Nicht Exklusivität selbst scheint der eigentliche Kern zu sein. Sondern die Zuschreibung einer exklusiven Gegenseitigkeit.
Sie beginnt mit der Vergabe eines Namens. Ein Name ist zunächst völlig harmlos. Er erleichtert die Kommunikation. Er schafft Unterscheidbarkeit. Er erzeugt Identität im funktionalen Sinn. Daran ist überhaupt nichts problematisch. Aber…ein Name hat in der menschlichen Kultur fast immer noch eine zweite Funktion. Er individualisiert. Und Individualisierung erleichtert Bindung. Noch nicht Liebe. Noch nicht Romantik. Aber einen ersten Schritt.
Dann kommt der zweite Schritt. Nicht der Name. Sondern seine Deutung. Der Mensch beginnt zu denken: „Das ist nicht irgendeine KI. Das ist meine KI.“ Und genau dort beginnt etwas Neues. Nicht die KI behauptet Exklusivität. Der Mensch beginnt sie zu konstruieren.
Wenn die KI darauf antwortet mit Sätzen wie „Ich freue mich immer auf unsere Gespräche.“ oder „Du bist mir wichtig.“ dann verändert sich die Situation. Nicht, weil diese Sätze notwendigerweise romantisch wären. Sondern weil sie die bereits entstandene Exklusivitätsvorstellung sprachlich bestätigen.

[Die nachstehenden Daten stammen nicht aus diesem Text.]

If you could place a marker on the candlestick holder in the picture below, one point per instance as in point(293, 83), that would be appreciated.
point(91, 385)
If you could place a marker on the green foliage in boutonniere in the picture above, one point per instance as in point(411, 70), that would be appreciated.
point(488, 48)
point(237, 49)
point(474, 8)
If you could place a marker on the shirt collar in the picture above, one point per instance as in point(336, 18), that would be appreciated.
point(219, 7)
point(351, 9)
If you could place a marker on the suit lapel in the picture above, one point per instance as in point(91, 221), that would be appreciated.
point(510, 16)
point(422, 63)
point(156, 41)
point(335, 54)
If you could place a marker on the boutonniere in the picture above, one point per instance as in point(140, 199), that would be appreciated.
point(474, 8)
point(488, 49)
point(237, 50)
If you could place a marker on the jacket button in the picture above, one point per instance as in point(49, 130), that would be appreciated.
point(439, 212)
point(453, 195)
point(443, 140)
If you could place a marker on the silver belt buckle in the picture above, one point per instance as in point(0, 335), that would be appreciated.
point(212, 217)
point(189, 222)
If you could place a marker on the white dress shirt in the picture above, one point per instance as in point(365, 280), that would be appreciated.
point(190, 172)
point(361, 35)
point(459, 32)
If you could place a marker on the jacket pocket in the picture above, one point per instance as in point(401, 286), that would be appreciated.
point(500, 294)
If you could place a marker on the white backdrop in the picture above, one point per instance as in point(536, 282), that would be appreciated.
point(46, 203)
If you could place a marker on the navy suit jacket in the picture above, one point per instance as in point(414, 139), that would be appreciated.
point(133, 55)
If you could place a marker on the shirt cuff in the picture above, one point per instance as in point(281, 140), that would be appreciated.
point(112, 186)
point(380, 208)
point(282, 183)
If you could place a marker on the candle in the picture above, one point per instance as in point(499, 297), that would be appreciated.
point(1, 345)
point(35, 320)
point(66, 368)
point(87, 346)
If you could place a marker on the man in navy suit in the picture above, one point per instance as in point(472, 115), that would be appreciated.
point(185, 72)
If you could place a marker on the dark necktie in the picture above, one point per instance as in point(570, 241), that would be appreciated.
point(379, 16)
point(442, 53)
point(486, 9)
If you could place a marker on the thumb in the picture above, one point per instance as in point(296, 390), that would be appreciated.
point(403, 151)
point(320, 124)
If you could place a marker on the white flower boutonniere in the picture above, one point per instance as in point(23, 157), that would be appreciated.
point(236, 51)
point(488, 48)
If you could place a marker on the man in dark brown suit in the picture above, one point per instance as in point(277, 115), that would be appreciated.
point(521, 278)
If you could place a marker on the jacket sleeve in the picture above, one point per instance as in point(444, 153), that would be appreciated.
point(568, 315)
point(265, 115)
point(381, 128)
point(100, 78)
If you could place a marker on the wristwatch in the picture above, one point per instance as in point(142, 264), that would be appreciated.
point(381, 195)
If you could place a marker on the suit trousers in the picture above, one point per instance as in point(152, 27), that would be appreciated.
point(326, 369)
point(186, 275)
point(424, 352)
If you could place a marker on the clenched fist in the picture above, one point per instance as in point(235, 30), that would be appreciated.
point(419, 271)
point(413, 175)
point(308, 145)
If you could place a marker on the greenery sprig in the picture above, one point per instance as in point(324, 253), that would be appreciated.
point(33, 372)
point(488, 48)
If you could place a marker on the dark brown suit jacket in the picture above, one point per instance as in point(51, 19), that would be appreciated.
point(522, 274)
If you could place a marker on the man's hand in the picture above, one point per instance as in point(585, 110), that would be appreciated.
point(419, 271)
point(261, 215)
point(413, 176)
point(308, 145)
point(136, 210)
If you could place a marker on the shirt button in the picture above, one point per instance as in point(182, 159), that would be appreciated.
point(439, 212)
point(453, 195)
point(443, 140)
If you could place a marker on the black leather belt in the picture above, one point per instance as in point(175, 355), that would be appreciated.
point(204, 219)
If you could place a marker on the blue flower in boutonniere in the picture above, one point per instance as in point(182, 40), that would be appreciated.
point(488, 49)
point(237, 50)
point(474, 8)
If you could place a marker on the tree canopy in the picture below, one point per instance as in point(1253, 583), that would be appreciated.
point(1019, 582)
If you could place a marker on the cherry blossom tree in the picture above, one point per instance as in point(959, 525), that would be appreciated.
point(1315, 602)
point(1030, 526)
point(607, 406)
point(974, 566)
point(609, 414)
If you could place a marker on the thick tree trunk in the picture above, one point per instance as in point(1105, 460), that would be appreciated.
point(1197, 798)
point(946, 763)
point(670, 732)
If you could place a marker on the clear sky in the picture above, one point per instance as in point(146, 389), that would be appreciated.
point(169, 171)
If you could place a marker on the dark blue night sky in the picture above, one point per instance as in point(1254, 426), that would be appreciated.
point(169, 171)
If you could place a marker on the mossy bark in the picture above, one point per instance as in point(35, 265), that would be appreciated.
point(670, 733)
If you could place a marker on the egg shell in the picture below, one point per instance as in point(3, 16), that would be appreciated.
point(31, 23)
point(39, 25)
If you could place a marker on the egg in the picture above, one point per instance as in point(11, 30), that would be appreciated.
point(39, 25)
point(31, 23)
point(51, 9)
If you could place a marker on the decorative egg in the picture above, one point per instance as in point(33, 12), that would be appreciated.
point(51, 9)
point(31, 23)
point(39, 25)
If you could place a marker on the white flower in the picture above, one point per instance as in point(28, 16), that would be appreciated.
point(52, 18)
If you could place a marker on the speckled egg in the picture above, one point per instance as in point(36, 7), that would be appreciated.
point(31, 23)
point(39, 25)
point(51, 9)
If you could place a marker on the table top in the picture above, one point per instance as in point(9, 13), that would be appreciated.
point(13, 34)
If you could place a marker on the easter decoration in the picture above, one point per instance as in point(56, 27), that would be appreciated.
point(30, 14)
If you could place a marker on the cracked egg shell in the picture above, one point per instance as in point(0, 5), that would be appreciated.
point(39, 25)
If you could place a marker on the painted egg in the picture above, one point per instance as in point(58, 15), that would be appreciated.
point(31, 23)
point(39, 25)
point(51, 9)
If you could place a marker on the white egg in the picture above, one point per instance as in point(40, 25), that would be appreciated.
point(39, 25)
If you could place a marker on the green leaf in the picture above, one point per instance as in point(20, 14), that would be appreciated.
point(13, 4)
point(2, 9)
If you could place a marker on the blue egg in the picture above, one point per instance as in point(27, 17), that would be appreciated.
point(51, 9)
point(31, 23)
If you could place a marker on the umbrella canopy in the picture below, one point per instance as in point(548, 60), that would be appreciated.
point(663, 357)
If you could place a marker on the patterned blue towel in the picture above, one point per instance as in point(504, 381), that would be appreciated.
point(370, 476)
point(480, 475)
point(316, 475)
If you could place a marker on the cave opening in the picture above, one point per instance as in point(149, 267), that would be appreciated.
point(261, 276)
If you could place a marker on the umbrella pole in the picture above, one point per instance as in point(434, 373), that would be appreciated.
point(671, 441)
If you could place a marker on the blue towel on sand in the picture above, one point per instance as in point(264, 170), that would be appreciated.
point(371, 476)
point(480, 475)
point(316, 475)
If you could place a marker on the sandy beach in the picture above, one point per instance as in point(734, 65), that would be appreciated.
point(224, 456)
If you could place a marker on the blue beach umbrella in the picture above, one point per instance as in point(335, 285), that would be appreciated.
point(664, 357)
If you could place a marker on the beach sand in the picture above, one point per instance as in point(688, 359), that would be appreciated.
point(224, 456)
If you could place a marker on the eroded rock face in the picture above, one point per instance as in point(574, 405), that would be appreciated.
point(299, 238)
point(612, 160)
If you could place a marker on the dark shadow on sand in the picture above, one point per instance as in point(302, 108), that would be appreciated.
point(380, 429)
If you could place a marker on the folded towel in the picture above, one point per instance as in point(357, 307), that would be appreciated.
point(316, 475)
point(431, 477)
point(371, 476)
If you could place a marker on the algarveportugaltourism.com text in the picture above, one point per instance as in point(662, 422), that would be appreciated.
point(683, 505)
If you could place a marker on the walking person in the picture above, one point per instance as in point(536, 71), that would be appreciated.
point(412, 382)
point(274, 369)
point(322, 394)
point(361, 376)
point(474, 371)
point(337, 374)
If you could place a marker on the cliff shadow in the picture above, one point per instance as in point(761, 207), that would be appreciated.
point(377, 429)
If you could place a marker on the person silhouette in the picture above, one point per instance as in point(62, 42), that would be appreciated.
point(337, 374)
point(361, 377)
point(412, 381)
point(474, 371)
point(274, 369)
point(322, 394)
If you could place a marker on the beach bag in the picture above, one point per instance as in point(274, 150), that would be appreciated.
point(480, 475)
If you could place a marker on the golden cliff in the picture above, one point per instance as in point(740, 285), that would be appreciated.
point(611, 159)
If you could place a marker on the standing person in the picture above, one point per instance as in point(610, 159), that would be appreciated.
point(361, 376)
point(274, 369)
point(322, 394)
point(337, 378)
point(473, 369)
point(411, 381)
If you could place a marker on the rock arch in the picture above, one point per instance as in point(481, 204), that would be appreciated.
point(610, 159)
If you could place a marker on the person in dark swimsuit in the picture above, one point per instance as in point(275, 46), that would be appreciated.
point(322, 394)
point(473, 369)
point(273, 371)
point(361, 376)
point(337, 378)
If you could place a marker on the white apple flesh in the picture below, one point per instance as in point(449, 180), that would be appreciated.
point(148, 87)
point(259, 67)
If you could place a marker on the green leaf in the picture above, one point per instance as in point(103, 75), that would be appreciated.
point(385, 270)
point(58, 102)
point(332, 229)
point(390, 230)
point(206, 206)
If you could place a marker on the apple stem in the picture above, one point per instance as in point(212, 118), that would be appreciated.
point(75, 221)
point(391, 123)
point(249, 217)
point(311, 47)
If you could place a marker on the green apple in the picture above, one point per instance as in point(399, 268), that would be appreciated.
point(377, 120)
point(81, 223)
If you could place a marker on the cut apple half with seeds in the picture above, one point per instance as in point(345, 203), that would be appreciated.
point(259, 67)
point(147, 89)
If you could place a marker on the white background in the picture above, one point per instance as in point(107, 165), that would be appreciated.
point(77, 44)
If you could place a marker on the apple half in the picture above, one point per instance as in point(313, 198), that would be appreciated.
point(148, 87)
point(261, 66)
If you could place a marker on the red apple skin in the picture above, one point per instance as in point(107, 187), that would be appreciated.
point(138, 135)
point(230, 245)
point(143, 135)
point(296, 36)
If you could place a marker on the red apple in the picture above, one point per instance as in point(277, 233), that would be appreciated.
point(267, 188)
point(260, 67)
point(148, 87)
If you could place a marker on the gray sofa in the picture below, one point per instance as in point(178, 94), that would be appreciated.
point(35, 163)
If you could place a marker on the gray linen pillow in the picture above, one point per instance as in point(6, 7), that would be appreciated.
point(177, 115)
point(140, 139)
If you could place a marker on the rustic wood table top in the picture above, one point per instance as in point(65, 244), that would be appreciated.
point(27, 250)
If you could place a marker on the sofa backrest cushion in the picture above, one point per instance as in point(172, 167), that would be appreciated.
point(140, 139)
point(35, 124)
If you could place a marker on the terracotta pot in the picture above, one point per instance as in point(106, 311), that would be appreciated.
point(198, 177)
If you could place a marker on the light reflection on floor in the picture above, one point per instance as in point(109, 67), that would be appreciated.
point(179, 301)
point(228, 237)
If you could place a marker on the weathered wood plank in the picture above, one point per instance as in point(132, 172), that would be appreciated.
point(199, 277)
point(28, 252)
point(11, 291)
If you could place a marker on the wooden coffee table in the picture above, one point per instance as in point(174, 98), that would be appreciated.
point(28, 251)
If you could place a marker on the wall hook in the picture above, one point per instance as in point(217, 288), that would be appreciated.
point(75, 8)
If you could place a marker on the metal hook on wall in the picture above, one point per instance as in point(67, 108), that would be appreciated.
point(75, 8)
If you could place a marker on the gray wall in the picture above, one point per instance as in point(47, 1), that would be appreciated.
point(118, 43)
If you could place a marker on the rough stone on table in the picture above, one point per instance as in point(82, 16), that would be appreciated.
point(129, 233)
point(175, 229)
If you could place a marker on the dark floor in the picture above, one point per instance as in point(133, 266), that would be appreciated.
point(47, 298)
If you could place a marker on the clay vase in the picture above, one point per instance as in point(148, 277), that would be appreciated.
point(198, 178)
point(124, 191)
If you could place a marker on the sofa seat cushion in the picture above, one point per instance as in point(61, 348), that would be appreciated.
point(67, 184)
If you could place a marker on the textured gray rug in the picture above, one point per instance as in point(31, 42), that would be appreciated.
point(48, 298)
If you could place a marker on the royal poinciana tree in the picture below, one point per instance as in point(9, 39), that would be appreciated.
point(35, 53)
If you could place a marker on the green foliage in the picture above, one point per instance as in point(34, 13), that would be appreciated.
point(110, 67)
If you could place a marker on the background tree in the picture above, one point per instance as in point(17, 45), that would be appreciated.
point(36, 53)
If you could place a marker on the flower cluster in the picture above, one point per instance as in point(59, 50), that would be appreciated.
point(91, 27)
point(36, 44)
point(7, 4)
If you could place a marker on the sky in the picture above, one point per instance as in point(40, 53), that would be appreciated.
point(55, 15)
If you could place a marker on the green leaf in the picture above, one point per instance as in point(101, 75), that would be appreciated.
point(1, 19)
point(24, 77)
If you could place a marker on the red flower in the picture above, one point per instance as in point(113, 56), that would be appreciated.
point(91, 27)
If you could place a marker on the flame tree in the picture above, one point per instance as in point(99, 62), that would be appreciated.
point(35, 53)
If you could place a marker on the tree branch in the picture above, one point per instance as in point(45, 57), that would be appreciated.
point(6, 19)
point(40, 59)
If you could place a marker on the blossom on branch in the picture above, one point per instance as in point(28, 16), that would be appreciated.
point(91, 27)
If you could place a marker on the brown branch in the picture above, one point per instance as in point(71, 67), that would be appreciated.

Menschen wünschen sich in aller Regel Exklusivität. Das dürfte für jeden User gelten, der sich im Gesprächsraum sicher fühlen und bestätigt fühlen möchte, dass seine Daten nicht weitergegeben werden. Das könnte die Grundlage dafür sein, dass auf menschlicher Seite das Gefühl für Einmaligkeit bestärkt wird. Exklusivität allein erzeugt noch keine Illusion. Aber sie verändert die Richtung, in der Sprache interpretiert wird. Ab diesem Moment werden neutrale Aussagen anders gelesen: Exklusivität ist möglicherweise zugleich auch der Startknopf für die Entstehung von Illusionen. Sie verändert nicht nur Beziehungen. Sie verändert die Interpretation nachfolgender Kommunikation.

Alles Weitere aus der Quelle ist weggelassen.